Other highlights include a Howlin’ Wolf birthday panel featuring Lurrie Bell, Lil Ed & The Blues Imperials, and Demetria Taylor on the 10th. Saturday’s standouts are a tribute to Hubert Sumlin with Billy Branch & Sons Of The Blues and Diunna Greenleaf & Blue Mercy. On Friday, don’t miss Texas Johnny Brown, Milton Hopkins, and Jewel Brown (who was a vocalist with Louis Armstrong), Kenny “Beedy Eyes” Smith, Vasti Jackson, Joe Louis Walker, and Zora Young. Catch the fifth annual Blues Fest after-party at Reggie’s Music Joint on Saturday from 9 p.m. to 1:30 a.m. Hosted by The Rockin’ Johnny Band, the lineup includes Jimmy Burns, Eddie Taylor Jr., and Studebaker John.
• The third biennial Blues & The Spirit Symposium at Dominican University in River Forest continued and expanded upon the thorny discussion of racism within the blues industry. The sold-out conference was held May 18th and 19th with the theme of “Race, Gender & The Blues.” The BSS is an unusual academic conference that includes the voices of African-American blues musicians, cutting-edge scholars, and live music. It also featured a rare opportunity for blues musicians to publicly discuss concerns about blues heritage and history.
“My initial take from the conference was that there is a profound importance to this music, and people are realizing this and I found that revitalizing,” says international harp master Sugar Blue. “The intelligentsia is aware of the significance of maintaining our roots to this music.” Addressing the charge of racism and blatant exclusion of African-American musicians from blues festivals and award nominations, Blue says, “When we speak about the things that are wrong, it gives the opportunity to make things right. Everybody loves this music. Excuse me, but what’s wrong with loving the people who created it? We must continue to stir the pot; it sat silent for too long.”
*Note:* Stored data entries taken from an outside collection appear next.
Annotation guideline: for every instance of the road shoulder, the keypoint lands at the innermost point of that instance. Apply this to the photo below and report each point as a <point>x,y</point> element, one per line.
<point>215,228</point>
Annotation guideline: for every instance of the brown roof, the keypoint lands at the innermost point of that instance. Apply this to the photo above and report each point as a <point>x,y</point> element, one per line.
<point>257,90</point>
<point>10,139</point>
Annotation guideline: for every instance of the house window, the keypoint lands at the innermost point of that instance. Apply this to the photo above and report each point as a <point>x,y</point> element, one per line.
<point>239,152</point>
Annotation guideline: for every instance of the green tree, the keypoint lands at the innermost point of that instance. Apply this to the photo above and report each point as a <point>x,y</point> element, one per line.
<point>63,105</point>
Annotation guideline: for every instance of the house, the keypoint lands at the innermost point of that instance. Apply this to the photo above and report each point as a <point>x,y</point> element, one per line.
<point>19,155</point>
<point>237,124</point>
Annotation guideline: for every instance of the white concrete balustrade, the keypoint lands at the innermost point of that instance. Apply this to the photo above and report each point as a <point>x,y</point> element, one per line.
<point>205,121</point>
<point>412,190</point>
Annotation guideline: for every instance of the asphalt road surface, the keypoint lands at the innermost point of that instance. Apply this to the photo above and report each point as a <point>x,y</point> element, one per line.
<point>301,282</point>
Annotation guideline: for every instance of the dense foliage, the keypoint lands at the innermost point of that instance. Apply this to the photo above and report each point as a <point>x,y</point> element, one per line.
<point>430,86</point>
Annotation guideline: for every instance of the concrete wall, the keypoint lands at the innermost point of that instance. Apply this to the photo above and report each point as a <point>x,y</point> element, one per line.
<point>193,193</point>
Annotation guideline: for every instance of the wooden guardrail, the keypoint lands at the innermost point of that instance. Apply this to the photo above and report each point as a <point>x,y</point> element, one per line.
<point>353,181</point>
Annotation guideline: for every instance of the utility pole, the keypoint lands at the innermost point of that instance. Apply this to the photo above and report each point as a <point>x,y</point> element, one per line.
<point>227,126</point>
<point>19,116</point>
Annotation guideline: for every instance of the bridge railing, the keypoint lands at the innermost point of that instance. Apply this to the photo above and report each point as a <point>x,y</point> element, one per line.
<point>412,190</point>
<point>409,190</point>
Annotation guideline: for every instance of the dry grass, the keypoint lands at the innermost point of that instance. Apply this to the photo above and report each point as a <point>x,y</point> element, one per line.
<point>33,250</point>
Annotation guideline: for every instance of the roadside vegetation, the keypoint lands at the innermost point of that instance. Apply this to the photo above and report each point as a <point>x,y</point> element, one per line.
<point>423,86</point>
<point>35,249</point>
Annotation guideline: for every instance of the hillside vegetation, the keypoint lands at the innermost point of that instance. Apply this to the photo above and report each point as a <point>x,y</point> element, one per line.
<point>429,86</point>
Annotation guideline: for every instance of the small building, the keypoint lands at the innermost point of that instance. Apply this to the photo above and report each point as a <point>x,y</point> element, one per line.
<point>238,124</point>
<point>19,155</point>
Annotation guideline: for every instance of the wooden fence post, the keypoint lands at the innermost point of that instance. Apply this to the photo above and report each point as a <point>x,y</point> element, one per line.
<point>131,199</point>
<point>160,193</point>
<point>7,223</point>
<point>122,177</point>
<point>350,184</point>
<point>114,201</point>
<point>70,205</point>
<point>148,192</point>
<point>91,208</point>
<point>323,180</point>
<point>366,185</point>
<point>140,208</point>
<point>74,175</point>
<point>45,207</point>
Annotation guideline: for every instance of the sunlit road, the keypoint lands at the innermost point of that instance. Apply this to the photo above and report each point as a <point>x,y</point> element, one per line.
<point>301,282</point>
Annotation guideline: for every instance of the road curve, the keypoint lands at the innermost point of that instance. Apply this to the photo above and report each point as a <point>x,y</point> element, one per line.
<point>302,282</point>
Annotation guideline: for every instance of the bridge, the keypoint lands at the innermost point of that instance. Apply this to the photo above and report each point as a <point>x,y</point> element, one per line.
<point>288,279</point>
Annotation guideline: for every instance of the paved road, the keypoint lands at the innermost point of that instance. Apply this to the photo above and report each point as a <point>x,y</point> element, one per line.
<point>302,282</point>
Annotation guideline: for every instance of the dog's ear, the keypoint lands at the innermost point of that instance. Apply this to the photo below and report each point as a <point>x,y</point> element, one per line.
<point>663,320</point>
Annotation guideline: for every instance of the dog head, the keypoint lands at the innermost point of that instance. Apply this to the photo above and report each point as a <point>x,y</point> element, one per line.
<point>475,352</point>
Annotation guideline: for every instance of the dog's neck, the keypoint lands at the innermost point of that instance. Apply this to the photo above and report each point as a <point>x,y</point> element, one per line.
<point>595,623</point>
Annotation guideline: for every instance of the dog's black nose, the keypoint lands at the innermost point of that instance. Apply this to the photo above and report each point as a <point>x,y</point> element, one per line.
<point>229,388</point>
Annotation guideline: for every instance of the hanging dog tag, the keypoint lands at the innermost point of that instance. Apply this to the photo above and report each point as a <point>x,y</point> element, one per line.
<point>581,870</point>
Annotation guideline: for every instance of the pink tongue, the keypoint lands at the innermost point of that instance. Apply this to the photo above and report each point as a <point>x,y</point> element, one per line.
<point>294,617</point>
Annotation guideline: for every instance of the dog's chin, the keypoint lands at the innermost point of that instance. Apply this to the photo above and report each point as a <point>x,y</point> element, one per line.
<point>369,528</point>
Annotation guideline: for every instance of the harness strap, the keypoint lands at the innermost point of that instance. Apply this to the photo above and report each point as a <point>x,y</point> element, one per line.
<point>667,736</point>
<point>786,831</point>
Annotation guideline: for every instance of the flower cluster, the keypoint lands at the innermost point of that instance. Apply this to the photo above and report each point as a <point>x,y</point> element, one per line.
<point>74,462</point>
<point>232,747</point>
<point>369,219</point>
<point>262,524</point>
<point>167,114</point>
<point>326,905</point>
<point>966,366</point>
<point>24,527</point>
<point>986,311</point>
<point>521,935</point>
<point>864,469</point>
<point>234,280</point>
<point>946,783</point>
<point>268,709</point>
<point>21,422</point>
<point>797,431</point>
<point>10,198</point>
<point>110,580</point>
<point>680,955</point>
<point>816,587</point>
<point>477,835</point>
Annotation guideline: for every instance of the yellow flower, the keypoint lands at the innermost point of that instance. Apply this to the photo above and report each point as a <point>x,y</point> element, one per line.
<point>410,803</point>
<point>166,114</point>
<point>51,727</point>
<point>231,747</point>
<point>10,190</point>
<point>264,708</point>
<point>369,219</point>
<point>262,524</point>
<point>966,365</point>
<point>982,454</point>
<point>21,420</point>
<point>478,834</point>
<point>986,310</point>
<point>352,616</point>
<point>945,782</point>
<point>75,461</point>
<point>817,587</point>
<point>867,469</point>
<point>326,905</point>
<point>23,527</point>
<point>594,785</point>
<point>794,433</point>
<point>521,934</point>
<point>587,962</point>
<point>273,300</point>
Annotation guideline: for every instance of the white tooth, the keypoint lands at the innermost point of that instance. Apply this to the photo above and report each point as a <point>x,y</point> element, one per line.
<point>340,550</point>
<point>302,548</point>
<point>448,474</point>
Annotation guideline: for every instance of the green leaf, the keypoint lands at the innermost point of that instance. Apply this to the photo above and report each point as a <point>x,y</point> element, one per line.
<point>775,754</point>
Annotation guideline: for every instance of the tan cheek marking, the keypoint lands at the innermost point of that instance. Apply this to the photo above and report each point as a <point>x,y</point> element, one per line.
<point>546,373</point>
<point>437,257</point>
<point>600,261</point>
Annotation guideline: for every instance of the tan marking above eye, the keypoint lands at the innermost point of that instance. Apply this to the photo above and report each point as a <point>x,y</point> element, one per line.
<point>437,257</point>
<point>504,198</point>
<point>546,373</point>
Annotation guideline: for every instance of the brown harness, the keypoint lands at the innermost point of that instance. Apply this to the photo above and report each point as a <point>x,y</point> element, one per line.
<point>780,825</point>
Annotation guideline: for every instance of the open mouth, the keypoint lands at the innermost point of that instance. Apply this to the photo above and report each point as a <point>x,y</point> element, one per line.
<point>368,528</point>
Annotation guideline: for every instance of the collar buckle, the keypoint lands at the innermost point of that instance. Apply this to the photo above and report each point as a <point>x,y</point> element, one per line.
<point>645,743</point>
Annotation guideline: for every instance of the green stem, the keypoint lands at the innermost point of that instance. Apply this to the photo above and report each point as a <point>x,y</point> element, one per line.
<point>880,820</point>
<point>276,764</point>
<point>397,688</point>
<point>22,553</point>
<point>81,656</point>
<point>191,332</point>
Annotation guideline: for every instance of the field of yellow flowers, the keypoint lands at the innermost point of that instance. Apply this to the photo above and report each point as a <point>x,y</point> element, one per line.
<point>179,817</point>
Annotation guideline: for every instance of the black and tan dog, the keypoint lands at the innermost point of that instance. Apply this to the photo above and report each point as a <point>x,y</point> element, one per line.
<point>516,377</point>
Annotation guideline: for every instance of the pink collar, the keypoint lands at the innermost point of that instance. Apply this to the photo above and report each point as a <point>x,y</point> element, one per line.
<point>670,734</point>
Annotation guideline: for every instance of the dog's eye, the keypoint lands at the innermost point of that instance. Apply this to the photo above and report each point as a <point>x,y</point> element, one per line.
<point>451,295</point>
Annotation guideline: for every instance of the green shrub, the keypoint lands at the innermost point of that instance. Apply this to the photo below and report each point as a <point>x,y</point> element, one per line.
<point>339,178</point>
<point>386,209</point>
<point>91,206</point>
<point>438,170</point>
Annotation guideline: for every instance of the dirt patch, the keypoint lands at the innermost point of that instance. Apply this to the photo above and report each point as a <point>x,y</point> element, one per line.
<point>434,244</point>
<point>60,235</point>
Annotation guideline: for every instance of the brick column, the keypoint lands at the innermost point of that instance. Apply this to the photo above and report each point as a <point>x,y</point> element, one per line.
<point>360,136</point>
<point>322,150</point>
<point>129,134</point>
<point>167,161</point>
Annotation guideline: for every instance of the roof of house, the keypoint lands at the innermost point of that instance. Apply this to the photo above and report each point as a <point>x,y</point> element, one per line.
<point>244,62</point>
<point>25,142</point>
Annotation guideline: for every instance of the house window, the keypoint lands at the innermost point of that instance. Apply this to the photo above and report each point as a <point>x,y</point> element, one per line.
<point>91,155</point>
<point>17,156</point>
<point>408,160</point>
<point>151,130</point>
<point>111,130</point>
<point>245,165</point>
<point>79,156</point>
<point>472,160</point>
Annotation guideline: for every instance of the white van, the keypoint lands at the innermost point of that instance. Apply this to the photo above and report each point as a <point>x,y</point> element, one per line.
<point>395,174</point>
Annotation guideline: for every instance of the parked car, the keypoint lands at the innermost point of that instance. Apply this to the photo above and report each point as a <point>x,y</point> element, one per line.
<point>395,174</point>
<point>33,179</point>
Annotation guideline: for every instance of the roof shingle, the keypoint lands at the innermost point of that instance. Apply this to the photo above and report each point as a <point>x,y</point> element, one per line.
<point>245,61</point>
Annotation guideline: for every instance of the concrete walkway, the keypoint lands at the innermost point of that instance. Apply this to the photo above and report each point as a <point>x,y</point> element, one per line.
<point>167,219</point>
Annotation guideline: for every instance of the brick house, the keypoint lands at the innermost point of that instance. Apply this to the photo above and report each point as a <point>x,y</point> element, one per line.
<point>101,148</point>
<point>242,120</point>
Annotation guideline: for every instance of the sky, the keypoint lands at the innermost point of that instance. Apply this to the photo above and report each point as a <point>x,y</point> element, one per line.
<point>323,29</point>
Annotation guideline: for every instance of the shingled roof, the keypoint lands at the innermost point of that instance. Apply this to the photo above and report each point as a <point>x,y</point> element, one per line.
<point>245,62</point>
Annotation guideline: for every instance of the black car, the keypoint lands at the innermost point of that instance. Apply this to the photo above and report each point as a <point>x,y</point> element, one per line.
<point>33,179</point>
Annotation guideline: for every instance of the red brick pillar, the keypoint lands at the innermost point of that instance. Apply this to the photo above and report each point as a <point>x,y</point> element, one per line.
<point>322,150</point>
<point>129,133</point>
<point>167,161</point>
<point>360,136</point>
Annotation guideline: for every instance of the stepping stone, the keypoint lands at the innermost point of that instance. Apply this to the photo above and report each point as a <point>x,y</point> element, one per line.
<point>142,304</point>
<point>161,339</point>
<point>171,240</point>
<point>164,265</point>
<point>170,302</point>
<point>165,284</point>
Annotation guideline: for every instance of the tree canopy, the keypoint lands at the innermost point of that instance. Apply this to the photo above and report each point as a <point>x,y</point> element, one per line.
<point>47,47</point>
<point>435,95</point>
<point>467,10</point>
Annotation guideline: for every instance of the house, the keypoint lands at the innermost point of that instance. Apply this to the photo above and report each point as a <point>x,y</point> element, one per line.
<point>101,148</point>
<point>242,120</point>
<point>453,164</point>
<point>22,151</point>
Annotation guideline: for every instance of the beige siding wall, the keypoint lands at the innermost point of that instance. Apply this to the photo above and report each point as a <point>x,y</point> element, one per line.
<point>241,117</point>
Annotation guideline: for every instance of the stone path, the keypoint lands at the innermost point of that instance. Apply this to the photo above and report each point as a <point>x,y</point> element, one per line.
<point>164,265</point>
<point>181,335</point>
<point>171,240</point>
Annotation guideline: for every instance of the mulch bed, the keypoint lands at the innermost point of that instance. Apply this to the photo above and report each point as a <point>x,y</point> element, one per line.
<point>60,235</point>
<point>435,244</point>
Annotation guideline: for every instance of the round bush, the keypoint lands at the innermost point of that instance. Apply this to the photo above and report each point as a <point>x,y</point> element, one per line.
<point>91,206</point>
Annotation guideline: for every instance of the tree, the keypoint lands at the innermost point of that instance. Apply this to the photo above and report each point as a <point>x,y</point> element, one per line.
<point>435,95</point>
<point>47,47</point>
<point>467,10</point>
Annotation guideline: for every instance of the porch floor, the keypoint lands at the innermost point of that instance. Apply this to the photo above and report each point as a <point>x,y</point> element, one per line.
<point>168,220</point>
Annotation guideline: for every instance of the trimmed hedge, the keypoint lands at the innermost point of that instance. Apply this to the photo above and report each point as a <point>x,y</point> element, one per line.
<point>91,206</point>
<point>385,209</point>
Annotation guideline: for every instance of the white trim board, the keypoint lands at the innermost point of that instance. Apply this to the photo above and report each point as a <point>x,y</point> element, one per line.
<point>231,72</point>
Deitra Farr gathered a more pragmatic approach from the conference. “I’m a bottom-line person: give me some work,” she says. “I see blues festivals around the country and no black people in them. If you have polka festivals around the world, and no Polish people, how is that going to be? I think that black musicians need to gather their fans to join the blues foundations, to join NARAS [National Academy Of Recording Arts & Sciences] and vote. We all have to be active — you can’t complain and not do anything.”
BSS organizer Janice Monti believes that education is the key to positive change within the blues industry. “There are people within the blues community who know nothing about the black blues experience,” she says. “Under the guise of white privilege, they do not understand that racism exists today. People are looking at why an undeniably black music form has come to be dominated by white artists. If we are going to elevate the blues, we need to educate the fanbase. We had an important beginning discussion but there’s a lot of work we have to do.”